Re: [petsc-users] Report Bug TaoALMM class

Barry Smith Fri, 11 Nov 2022 20:44:43 -0800

  I am still working to understand. I have a PETSc branch 
barry/2022-11-11/fixes-for-tao/release where I have made a few fix/improvements 
to help me run and debug with your code.


I made a tiny change to your code, passing Hessian twice, and ran with 

./test_tao_neohooke            -tao_monitor        -tao_view        -tao_max_it 
500 -tao_converged_reason -tao_lmvm_recycle -tao_type nls -tao_ls_monitor

 and got 

18 TAO,  Function value: -0.0383888,  Residual: 7.46748e-11 
  TAO  solve converged due to CONVERGED_GATOL iterations 18

Is this what you expect? Also works with ntr

If I run with 

./test_tao_neohooke            -tao_monitor        -tao_view        -tao_max_it 
10000 -tao_converged_reason  -tao_type lmvm -tao_ls_monitor

 I get 

2753 TAO,  Function value: -0.0161685,  Residual: 0.120782 
    0 LS    Function value: -0.0161685,    Step length: 0.
    1 LS    Function value: 4.49423e+307,    Step length: 1.
        stx: 0., fx: -0.0161685, dgx: -0.0145883
        sty: 0., fy: -0.0161685, dgy: -0.0145883
    2 LS    Function value: -0.0161685,    Step length: 0.
        stx: 0., fx: -0.0161685, dgx: -0.0145883
        sty: 1., fy: 4.49423e+307, dgy: 5.68594e+307
2754 TAO,  Function value: -0.0161685,  Residual: 0.120782 
  TAO  solve did not converge due to DIVERGED_LS_FAILURE iteration 2754

Note the insane fy value that pops up at the end.

The next one

./test_tao_neohooke            -tao_monitor        -tao_view        -tao_max_it 
500 -tao_converged_reason -tao_lmvm_recycle -tao_type owlqn -tao_ls_monitor
  0 TAO,  Function value: 0.,  Residual: 0. 
  TAO  solve converged due to CONVERGED_GATOL iterations 0

fails right off the bat, somehow the initial residual norm is 0, which should 
not depend on the solver (maybe a bug in Tao?)

bmrm gets stuck far from the minimum found by the Newton methods.

1719 TAO,  Function value: -2.36706e-06,  Residual: 1.94494e-09

I realize this is still far from the problem you reported (and I agree is a 
bug), I am working to understand enough to provide a proper fix to the bug 
instead of just doing something ad hoc.

 Barry



> On Nov 4, 2022, at 7:43 AM, Stephan Köhler 
> <[email protected]> wrote:
> 
> Barry,
> 
> this is a nonartificial code.  This is a problem in the ALMM subsolver.  I 
> want to solve a problem with a TaoALMM solver what       then happens is:
> 
> TaoSolve(tao)    /* TaoALMM solver */
>    |
>    |
>    |-------->   This calls the TaoALMM subsolver routine
>                   
>                  TaoSolve(subsolver)
>                        |
>                        |
>                        |----------->   The subsolver does not correctly work, 
> at least with an Armijo line search, since the solution is overwritten within 
> the line search.  
>                                        In my case, the subsolver does not 
> make any progress although it is possible.
> 
> To get to my real problem you can simply change line 268 to if(0)  (from 
> if(1) -----> if(0)) and line 317 from // ierr = TaoSolve(tao); CHKERRQ(ierr); 
>  -------> ierr = TaoSolve(tao); CHKERRQ(ierr);
> What you can see is that the solver does not make any progress, but it should 
> make progress.
> 
> To be honest, I do not really know why the option 
> -tao_almm_subsolver_tao_ls_monitor has know effect if the ALMM solver is 
> called and not the subsolver.
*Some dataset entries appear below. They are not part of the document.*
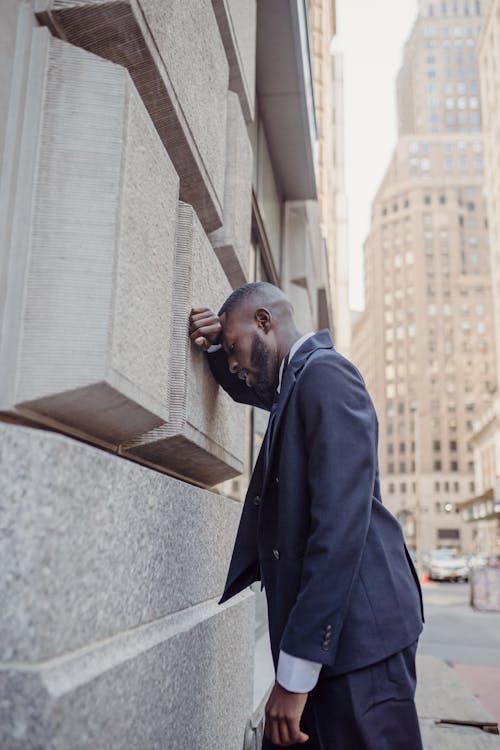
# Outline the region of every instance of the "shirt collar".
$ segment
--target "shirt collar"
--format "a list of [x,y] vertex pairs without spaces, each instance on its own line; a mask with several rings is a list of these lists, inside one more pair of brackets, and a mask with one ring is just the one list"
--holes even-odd
[[[297,339],[295,343],[292,345],[292,348],[288,352],[288,364],[292,361],[292,357],[295,355],[296,351],[302,346],[304,341],[307,341],[307,339],[311,338],[311,336],[314,336],[314,331],[311,331],[311,333],[306,333],[304,336],[301,336],[300,339]],[[280,364],[280,373],[279,373],[279,379],[278,379],[278,387],[276,390],[278,393],[281,391],[281,379],[283,377],[283,367],[285,366],[285,359],[286,357],[283,357]]]

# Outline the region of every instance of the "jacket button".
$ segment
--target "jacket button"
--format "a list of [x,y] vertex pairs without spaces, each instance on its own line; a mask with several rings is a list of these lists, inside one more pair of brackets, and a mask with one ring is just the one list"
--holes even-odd
[[332,626],[330,624],[326,626],[326,632],[328,635],[332,632]]
[[254,505],[260,505],[260,495],[255,495],[255,497],[253,499],[253,504]]
[[280,553],[279,553],[279,550],[277,550],[277,549],[273,549],[273,555],[275,556],[275,558],[276,558],[277,560],[279,560],[279,559],[280,559]]
[[280,478],[279,477],[274,477],[274,481],[276,482],[276,484],[279,484],[280,483]]
[[323,649],[323,651],[328,651],[328,649],[330,648],[330,643],[326,643],[326,641],[323,641],[321,648]]

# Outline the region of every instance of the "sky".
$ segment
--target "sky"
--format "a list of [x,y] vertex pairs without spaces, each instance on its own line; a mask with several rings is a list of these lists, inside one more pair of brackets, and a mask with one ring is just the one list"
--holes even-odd
[[337,0],[334,49],[344,54],[350,305],[364,307],[363,243],[371,203],[397,139],[396,74],[417,0]]

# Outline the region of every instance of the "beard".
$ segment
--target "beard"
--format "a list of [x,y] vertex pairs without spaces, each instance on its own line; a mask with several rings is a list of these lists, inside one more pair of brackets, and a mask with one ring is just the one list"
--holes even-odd
[[252,388],[261,401],[271,406],[278,385],[278,373],[273,365],[270,351],[257,333],[254,334],[252,341],[250,362],[254,373]]

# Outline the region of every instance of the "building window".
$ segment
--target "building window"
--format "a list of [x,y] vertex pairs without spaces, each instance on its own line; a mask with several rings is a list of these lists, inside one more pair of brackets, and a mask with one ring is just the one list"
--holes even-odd
[[441,461],[434,461],[434,471],[441,471]]
[[450,461],[450,471],[458,471],[458,461]]
[[456,541],[460,539],[460,529],[438,529],[438,539],[442,541]]

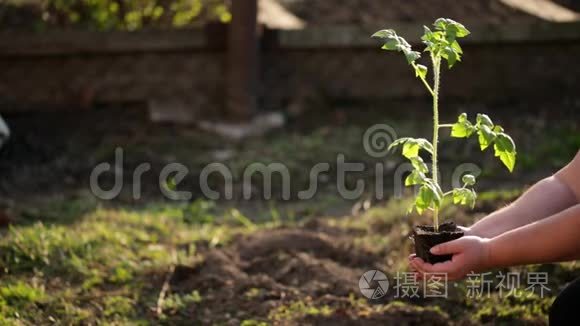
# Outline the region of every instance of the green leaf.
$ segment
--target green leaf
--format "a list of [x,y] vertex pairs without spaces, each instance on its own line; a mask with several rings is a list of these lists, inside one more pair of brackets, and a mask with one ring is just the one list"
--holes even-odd
[[403,156],[406,158],[413,158],[419,156],[419,144],[413,141],[408,141],[403,145]]
[[461,181],[466,186],[473,186],[475,184],[475,176],[473,174],[466,174],[461,178]]
[[391,150],[393,150],[393,148],[405,144],[406,142],[409,141],[409,139],[411,139],[411,138],[405,137],[405,138],[399,138],[399,139],[395,140],[394,142],[391,143],[391,145],[389,145],[388,150],[391,151]]
[[429,29],[429,27],[423,25],[423,36],[421,37],[422,40],[425,40],[430,37],[433,32]]
[[441,191],[441,187],[439,187],[433,179],[426,179],[424,185],[433,191],[433,205],[435,207],[441,206],[441,202],[443,201],[443,191]]
[[493,122],[491,121],[491,119],[489,118],[489,116],[487,114],[481,114],[478,113],[477,114],[477,125],[484,125],[484,126],[488,126],[489,128],[493,128]]
[[436,30],[445,31],[448,34],[454,35],[455,37],[465,37],[471,34],[469,30],[463,26],[463,24],[460,24],[449,18],[439,18],[435,21],[433,26]]
[[411,64],[415,62],[417,59],[421,57],[421,53],[417,51],[412,51],[411,48],[403,48],[401,51],[405,54],[405,58],[407,59],[407,63]]
[[427,67],[424,65],[415,65],[415,76],[425,79],[427,77]]
[[429,208],[431,206],[431,202],[433,202],[434,195],[435,194],[431,188],[427,186],[421,186],[421,189],[419,189],[419,194],[417,195],[417,199],[415,200],[417,208]]
[[387,41],[381,49],[383,50],[398,50],[399,42],[397,40]]
[[495,140],[496,134],[487,125],[481,125],[477,131],[479,146],[481,150],[485,150]]
[[372,38],[392,39],[397,37],[397,33],[392,29],[383,29],[374,33]]
[[459,188],[453,189],[453,203],[456,205],[465,205],[473,208],[477,194],[473,189]]
[[425,178],[426,177],[424,173],[414,170],[407,176],[407,178],[405,178],[405,186],[414,186],[423,184]]
[[423,159],[420,156],[415,156],[412,157],[411,159],[411,164],[413,165],[413,168],[421,173],[427,173],[429,172],[429,168],[427,167],[427,164],[425,164],[425,162],[423,162]]
[[493,148],[495,156],[499,157],[510,172],[513,172],[516,165],[516,144],[513,139],[505,133],[499,133]]
[[451,43],[451,47],[453,48],[453,50],[455,50],[455,52],[457,52],[458,54],[463,54],[463,49],[461,48],[461,46],[459,45],[459,43],[457,41],[453,41]]
[[441,53],[441,56],[445,60],[447,60],[447,65],[449,69],[451,69],[457,61],[461,60],[459,54],[455,52],[455,50],[450,46],[446,46],[445,48],[443,48],[443,53]]
[[391,143],[391,145],[389,145],[388,150],[392,150],[393,148],[406,143],[409,139],[410,139],[409,137],[403,137],[395,140],[394,142]]
[[439,52],[439,47],[442,44],[446,44],[445,35],[443,32],[432,32],[427,26],[423,26],[425,33],[421,36],[423,44],[427,45],[425,51],[430,51],[433,53]]
[[429,142],[425,138],[417,138],[415,140],[417,141],[421,149],[427,151],[429,154],[433,154],[433,144],[431,144],[431,142]]
[[508,134],[505,134],[503,132],[497,134],[495,144],[497,145],[500,151],[506,152],[516,151],[516,144],[514,143],[513,139]]
[[374,33],[371,37],[384,40],[383,50],[403,52],[407,63],[412,64],[421,57],[421,54],[411,49],[411,45],[392,29],[384,29]]
[[470,137],[477,128],[467,120],[467,114],[462,113],[458,118],[457,122],[451,127],[451,137],[455,138],[467,138]]
[[419,214],[422,214],[423,211],[431,207],[440,207],[442,200],[443,192],[439,185],[432,179],[424,178],[411,210],[415,208]]
[[462,24],[447,18],[439,18],[433,23],[434,31],[423,26],[424,34],[421,37],[427,46],[425,51],[433,53],[447,60],[449,68],[461,61],[463,49],[457,38],[465,37],[469,31]]
[[403,156],[410,159],[419,155],[419,149],[433,153],[433,145],[424,138],[400,138],[389,145],[389,150],[403,145]]
[[419,189],[419,194],[415,198],[415,207],[417,212],[422,214],[426,209],[431,207],[433,203],[433,198],[435,197],[435,192],[430,187],[425,184]]

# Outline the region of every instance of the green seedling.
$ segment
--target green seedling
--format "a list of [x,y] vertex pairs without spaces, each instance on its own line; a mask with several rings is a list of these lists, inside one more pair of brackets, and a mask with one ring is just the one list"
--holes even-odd
[[[437,154],[439,132],[449,128],[451,137],[469,138],[476,136],[482,151],[493,147],[495,156],[498,157],[507,169],[512,172],[516,163],[516,146],[512,138],[506,134],[503,128],[492,122],[489,116],[478,114],[475,123],[469,121],[467,114],[463,113],[452,124],[439,122],[439,89],[441,83],[441,64],[445,60],[449,69],[461,61],[463,50],[458,39],[466,37],[470,32],[462,24],[451,19],[439,18],[433,24],[433,30],[424,26],[424,34],[421,37],[425,49],[429,53],[433,71],[433,83],[429,84],[427,66],[417,63],[421,54],[413,51],[411,45],[392,29],[376,32],[372,37],[381,39],[384,44],[382,49],[387,51],[402,52],[407,63],[415,71],[415,76],[421,80],[425,88],[433,97],[433,139],[428,141],[424,138],[401,138],[389,146],[389,150],[402,147],[402,154],[410,160],[413,171],[406,178],[406,186],[418,186],[419,191],[410,208],[423,214],[425,210],[433,212],[433,226],[435,231],[439,229],[439,209],[449,197],[453,204],[465,205],[473,208],[476,200],[476,192],[473,189],[475,177],[471,174],[463,176],[463,187],[443,192],[438,179]],[[431,155],[431,170],[419,156],[421,151]]]

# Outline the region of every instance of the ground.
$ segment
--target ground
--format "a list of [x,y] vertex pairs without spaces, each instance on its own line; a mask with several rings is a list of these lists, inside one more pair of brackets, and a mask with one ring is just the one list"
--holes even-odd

I also do not know why 
> -tao_almm_subsolver_tao_view prints as termination reason for the subsolver 
> 
>      Solution converged:    ||g(X)|| <= gatol
> 
> This is obviously not the case.  I set the tolerance        
> -tao_almm_subsolver_tao_gatol 1e-8 \
> -tao_almm_subsolver_tao_grtol 1e-8 \
>  
> I encountered this and then I looked into the ALMM class and therefore I 
> tried to call the subsolver (previous example).
> 
> I attach the updated programm and also the options.
> 
> Stephan
> 
> 
> 
> 
> 
>  <https://www.dict.cc/?s=obviously>
> On 03.11.22 22:15, Barry Smith wrote:
>> 
>>   Thanks for your response and the code. I understand the potential problem 
>> and how your code demonstrates a bug if the TaoALMMSubsolverObjective() is 
>> used in the manner you use in the example where you directly call 
>> TaoComputeObjective() multiple times line a line search code might.
>> 
>>   What I don't have or understand is how to reproduce the problem in a real 
>> code that uses Tao. That is where the Tao Armijo line search code has a 
>> problem when it is used (somehow) in a Tao solver with ALMM. You suggest "If 
>> you have an example for your own, you can switch the Armijo line search by 
>> the option -tao_ls_type armijo.  The thing is that it will cause no problems 
>> if the line search accepts the steps with step length one."  I don't see how 
>> to do this if I use -tao_type almm I cannot use -tao_ls_type armijo; that is 
>> the option -tao_ls_type doesn't seem to me to be usable in the context of 
>> almm (since almm internally does directly its own trust region approach for 
>> globalization). If we remove the if (1) code from your example, is there 
>> some Tao options I can use to get the bug to appear inside the Tao solve?
>> 
>> I'll try to explain again, I agree that the fact that the Tao solution is 
>> aliased (within the ALMM solver) is a problem with repeated calls to 
>> TaoComputeObjective() but I cannot see how these repeated calls could ever 
>> happen in the use of TaoSolve() with the ALMM solver. That is when is this 
>> "design problem" a true problem as opposed to just a potential problem that 
>> can be demonstrated in artificial code?
>> 
>> The reason I need to understand the non-artificial situation it breaks 
>> things is to come up with an appropriate correction for the current code.
>> 
>>   Barry
>> 
>> 
>> 
>> 
>> 
>> 
>> 
>>> On Nov 3, 2022, at 12:46 PM, Stephan Köhler 
>>> <[email protected]> 
>>> <mailto:[email protected]> wrote:
>>> 
>>> Barry,
>>> 
>>> so far, I have not experimented with trust-region methods, but I can 
>>> imagine that this "design feature" causes no problem for trust-region 
>>> methods, if the old point is saved and after the trust-region check fails 
>>> the old point is copied to the actual point.  But the implementation of the 
>>> Armijo line search method does not work that way.  Here, the actual point 
>>> will always be overwritten.  Only if the line search fails, then the old 
>>> point is restored, but then the TaoSolve method ends with a line search 
>>> failure. 
>>> 
>>> If you have an example for your own, you can switch the Armijo line search 
>>> by the option -tao_ls_type armijo.  The thing is that it will cause no 
>>> problems if the line search accepts the steps with step length one.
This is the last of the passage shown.